This is the next short story in the Event Horizon 2017 collection of short stories highlighting authors who are eligible for the 2017 Campbell award for best new writer.
Published: November 2016 in Analog (you can read it for free at the link provided)
Genre: apocalyptic science fiction
Length: 14 pages
Setting: a remote island miles off the coast of Hawaii, present day into the future
Summary: Our narrator, Karl 3478, is an AI submersible that is designed to observe and collect marine life. He also is in love with Adeline, the professor that runs his research program, and parses her emails to him to the utmost, looking for her love in return. He also researches her every whim, including octopuses near his island. After several years of research, he loses contact with Adeline and only realizes there was a global catastrophe after heading back to Hawaii. He decides to change his programming slightly and help the octopuses thrive in the sea, now that humanity is gone.

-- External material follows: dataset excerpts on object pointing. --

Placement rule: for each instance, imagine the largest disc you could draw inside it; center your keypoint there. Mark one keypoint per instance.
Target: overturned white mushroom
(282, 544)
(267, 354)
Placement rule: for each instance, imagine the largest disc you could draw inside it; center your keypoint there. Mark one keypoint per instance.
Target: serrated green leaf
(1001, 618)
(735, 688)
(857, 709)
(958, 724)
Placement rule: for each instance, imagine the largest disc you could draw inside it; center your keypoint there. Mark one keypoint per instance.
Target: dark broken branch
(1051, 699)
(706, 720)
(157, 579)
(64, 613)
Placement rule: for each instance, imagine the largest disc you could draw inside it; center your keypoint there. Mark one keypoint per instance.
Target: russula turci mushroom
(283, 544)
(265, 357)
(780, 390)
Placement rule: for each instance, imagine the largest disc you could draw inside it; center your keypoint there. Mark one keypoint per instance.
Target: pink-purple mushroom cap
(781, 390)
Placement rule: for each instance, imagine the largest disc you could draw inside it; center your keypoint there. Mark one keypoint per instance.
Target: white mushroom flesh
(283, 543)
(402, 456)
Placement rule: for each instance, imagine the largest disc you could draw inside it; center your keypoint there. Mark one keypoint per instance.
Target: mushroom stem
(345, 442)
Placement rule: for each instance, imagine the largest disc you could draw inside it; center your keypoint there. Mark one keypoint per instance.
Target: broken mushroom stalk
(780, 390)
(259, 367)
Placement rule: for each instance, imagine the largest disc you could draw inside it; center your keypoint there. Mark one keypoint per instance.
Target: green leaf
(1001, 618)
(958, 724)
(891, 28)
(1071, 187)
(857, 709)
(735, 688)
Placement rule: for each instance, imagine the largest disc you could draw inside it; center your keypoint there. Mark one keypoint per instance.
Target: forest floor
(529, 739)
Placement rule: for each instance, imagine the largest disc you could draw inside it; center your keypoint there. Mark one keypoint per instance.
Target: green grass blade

Final thoughts: I was impressed with this story in several ways. First off, I was impressed with the amount of biological knowledge included in the story. I have a background in marine biology, and all the species and descriptions woven into the story checked out in my head. Also, the story kept morphing into something else. It started out as an AI/human love story (and Karl’s reading innuendo into Adeline’s emails was highly amusing). Then, it became an apocalyptic story as Karl couldn’t contact anyone and found various radioactive sites in the ocean. Then, at the very end, we see a choice to uplift the octopus species he’d been observing, and taking a more active role in the ocean. Each of these changes were organic and logical, and added depth to the story.
Title comes from: Since Karl was an AI (based on the personality of one of Adeline’s grad students), it was a rationale he used for himself in making decisions.